Nos bastidores do governo, o clima é de derrota e insatisfação para a pasta de Guedes. A crítica dos técnicos é de que uma brecha aberta na regra que limita as despesas do governo pode “abrir a porteira” da irresponsabilidade fiscal e afetar a reeleição de Bolsonaro no ano que vem. A expressão de derrota do secretário da Fazenda, Bruno Funchal, era autoexplicativa. O principal auxiliar de Guedes nem tentou disfarçar a frustração com o anúncio, diante de dezenas de analistas de mercado e economistas que o viam falar no banco JPMorgan. A pergunta da economista-chefe do JP Morgan, Cassiana Fernandez, era inevitável: será que o anúncio do governo faria o ministério da Economia perder parte da equipe? A resposta de Funchal: ‘Estamos lutando pelo melhor. A gente tenta fazer o melhor, é só o que podemos fazer’.”
Conflito na CPI
Já no Congresso Nacional o conflito na CPI da Pandemia só aumentava. O relator Renan Calheiros (MDB-AL) apresentou uma minuta do relatório que lerá hoje com todos os pontos que provocaram divergências. Por exemplo, principalmente: a acusação de que Bolsonaro é responsável por genocídio indígena e o indiciamento de 70 pessoas, sendo que a maioria sequer foi ouvida na comissão. O presidente da CPI, Omar Aziz (PSD-AM), que escolheu Renan para a relatoria, está entre os mais críticos. Durante a noite os senadores combinaram tirar as acusações mais genéricas contra Bolsonaro, mas os conflitos não foram resolvidos.
O dia tenso deu lugar a uma longa noite de costuras que culminou numa mudança importante no relatório de Renan Calheiros que será lido hoje: a retirada da acusação de genocídio contra o presidente Bolsonaro. Esse era um dos 11 crimes atribuídos ao chefe do Executivo. Os senadores também pretendem trocar “homicídio” por “epidemia com resultado de morte”. Renan pede o indiciamento de outras 69 pessoas, incluindo os ministros Marcelo Queiroga (Saúde), Onyx Lorenzoni (Trabalho e Previdência), os três filhos do presidente com mandato, parlamentares, funcionários públicos, pastores e empresários.
Tudo ainda está em discussão. Dois dos filhos de Bolsonaro, o vereador carioca Carlos (Republicanos) e o deputado Eduardo (PSL-SP) são acusados de comandar a divulgação de notícias falsas, e o primogênito, o senador Flávio (Patriota-RJ) é citado ainda por “advocacia administrativa”. Esse é outro ponto polêmico na minuta: a CPI ouviu apenas 28 das 70 pessoas indiciadas no documento, entre elas os filhos do presidente. A deputada Carla Zambelli (PSL-SP), acusada de incitação ao crime, disse que vai ao STF pelo direito de ser ouvida.

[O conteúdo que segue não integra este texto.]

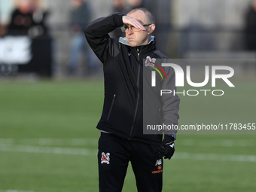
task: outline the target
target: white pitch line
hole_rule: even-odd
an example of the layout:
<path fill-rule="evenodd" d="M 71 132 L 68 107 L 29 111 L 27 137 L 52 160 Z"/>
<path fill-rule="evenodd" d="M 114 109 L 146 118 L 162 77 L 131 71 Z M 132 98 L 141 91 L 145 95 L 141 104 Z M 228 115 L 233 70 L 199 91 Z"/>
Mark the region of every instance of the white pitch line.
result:
<path fill-rule="evenodd" d="M 86 146 L 98 145 L 97 138 L 75 138 L 75 139 L 14 139 L 0 138 L 0 144 L 3 145 L 23 145 L 40 146 Z M 254 139 L 184 139 L 177 141 L 179 146 L 198 147 L 256 147 Z"/>
<path fill-rule="evenodd" d="M 256 155 L 175 153 L 173 159 L 256 163 Z"/>
<path fill-rule="evenodd" d="M 83 146 L 83 145 L 96 145 L 99 139 L 52 139 L 52 138 L 38 138 L 38 139 L 14 139 L 14 138 L 0 138 L 0 144 L 5 145 L 69 145 L 69 146 Z"/>
<path fill-rule="evenodd" d="M 0 190 L 0 192 L 35 192 L 34 190 Z"/>
<path fill-rule="evenodd" d="M 86 148 L 70 148 L 56 147 L 41 147 L 31 145 L 0 145 L 0 151 L 25 152 L 25 153 L 42 153 L 53 154 L 69 154 L 69 155 L 96 155 L 96 150 Z"/>
<path fill-rule="evenodd" d="M 25 153 L 42 153 L 53 154 L 69 155 L 96 155 L 96 150 L 85 148 L 69 148 L 41 147 L 29 145 L 0 145 L 0 151 L 25 152 Z M 256 155 L 235 155 L 235 154 L 192 154 L 192 153 L 175 153 L 172 157 L 177 160 L 214 160 L 214 161 L 235 161 L 235 162 L 253 162 L 256 163 Z M 0 191 L 1 192 L 1 191 Z"/>

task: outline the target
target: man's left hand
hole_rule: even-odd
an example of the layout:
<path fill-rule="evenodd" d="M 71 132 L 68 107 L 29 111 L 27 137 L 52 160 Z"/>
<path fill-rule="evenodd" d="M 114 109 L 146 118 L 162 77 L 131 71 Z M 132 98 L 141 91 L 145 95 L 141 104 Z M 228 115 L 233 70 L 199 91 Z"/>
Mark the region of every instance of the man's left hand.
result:
<path fill-rule="evenodd" d="M 154 152 L 158 154 L 160 157 L 164 157 L 165 159 L 171 159 L 175 151 L 175 144 L 173 137 L 165 136 L 160 146 Z"/>

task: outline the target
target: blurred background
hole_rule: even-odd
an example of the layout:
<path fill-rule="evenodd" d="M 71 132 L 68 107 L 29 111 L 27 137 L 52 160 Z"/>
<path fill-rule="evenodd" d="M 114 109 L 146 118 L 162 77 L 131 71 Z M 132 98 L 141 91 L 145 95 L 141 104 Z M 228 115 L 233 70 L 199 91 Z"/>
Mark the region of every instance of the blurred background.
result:
<path fill-rule="evenodd" d="M 0 192 L 99 191 L 103 75 L 83 30 L 113 12 L 151 11 L 158 49 L 173 62 L 233 68 L 235 87 L 221 80 L 203 87 L 224 96 L 179 95 L 179 125 L 256 123 L 255 2 L 0 0 Z M 191 66 L 193 82 L 204 80 L 201 63 Z M 178 134 L 163 191 L 254 192 L 255 148 L 255 134 L 236 130 Z M 131 166 L 123 191 L 136 191 Z"/>
<path fill-rule="evenodd" d="M 84 29 L 137 7 L 155 15 L 157 47 L 169 58 L 255 58 L 252 0 L 0 0 L 0 75 L 101 77 Z"/>

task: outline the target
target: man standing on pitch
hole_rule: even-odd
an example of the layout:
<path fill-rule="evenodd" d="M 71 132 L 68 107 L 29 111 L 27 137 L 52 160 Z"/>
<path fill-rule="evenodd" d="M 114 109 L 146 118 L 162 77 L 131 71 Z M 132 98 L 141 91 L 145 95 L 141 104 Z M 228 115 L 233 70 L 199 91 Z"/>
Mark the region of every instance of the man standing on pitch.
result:
<path fill-rule="evenodd" d="M 115 13 L 99 18 L 87 26 L 85 36 L 96 55 L 103 63 L 105 99 L 97 128 L 99 140 L 99 191 L 121 191 L 130 161 L 139 192 L 161 191 L 163 157 L 170 159 L 174 153 L 175 130 L 162 134 L 143 134 L 143 59 L 166 59 L 156 49 L 151 33 L 154 17 L 145 8 L 132 10 L 126 16 Z M 122 26 L 125 38 L 111 38 L 108 33 Z M 166 79 L 157 78 L 157 84 L 175 87 L 175 74 Z M 160 99 L 162 99 L 160 101 Z M 179 98 L 160 97 L 154 103 L 161 113 L 161 122 L 178 124 Z"/>

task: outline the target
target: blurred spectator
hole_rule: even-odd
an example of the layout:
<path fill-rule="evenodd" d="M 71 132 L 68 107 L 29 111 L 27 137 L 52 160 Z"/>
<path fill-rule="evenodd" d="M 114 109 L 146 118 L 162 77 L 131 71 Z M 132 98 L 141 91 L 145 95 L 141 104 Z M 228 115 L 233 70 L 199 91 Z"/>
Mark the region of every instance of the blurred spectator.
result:
<path fill-rule="evenodd" d="M 20 0 L 13 11 L 8 27 L 8 35 L 38 37 L 48 34 L 44 21 L 47 12 L 44 12 L 38 1 Z"/>
<path fill-rule="evenodd" d="M 142 0 L 126 0 L 130 9 L 138 8 L 142 6 Z"/>
<path fill-rule="evenodd" d="M 83 0 L 71 0 L 72 10 L 70 12 L 70 23 L 72 40 L 70 47 L 70 60 L 69 72 L 73 74 L 77 70 L 81 53 L 85 53 L 87 61 L 89 64 L 87 73 L 96 71 L 97 60 L 89 47 L 88 43 L 84 35 L 84 30 L 89 24 L 91 14 L 87 2 Z"/>
<path fill-rule="evenodd" d="M 254 1 L 245 16 L 245 44 L 248 50 L 256 50 L 256 1 Z"/>

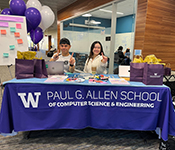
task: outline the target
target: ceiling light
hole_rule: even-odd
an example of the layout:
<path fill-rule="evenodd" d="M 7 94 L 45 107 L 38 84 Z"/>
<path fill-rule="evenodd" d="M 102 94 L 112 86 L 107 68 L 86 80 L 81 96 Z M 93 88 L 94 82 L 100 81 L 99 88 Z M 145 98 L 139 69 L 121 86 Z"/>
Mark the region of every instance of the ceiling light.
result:
<path fill-rule="evenodd" d="M 91 17 L 92 15 L 91 14 L 84 14 L 82 15 L 83 17 Z"/>
<path fill-rule="evenodd" d="M 101 24 L 101 22 L 95 21 L 95 20 L 91 20 L 91 21 L 90 21 L 90 24 Z"/>
<path fill-rule="evenodd" d="M 112 13 L 111 10 L 106 10 L 106 9 L 99 9 L 99 10 L 100 10 L 100 11 L 104 11 L 104 12 L 108 12 L 108 13 Z M 119 15 L 123 15 L 122 12 L 117 12 L 117 14 L 119 14 Z"/>

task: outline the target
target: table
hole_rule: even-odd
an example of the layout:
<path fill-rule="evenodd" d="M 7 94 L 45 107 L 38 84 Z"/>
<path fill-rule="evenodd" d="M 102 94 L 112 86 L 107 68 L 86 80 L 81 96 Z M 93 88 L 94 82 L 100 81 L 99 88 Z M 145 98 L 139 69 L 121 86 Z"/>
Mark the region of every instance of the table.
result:
<path fill-rule="evenodd" d="M 175 113 L 167 86 L 10 80 L 5 84 L 0 133 L 13 130 L 124 129 L 175 136 Z"/>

A reação começou logo ao fim da sessão de ontem pelo próprio presidente da comissão, Omar Aziz (PSD-AM). “A gente não tem por que, depois de seis meses de trabalho, chegar agora no final e colocar tudo a perder. Isso não passa pela cabeça de ninguém”, afirmou.
Esta quarta-feira promete ser de mais tensão em Brasília.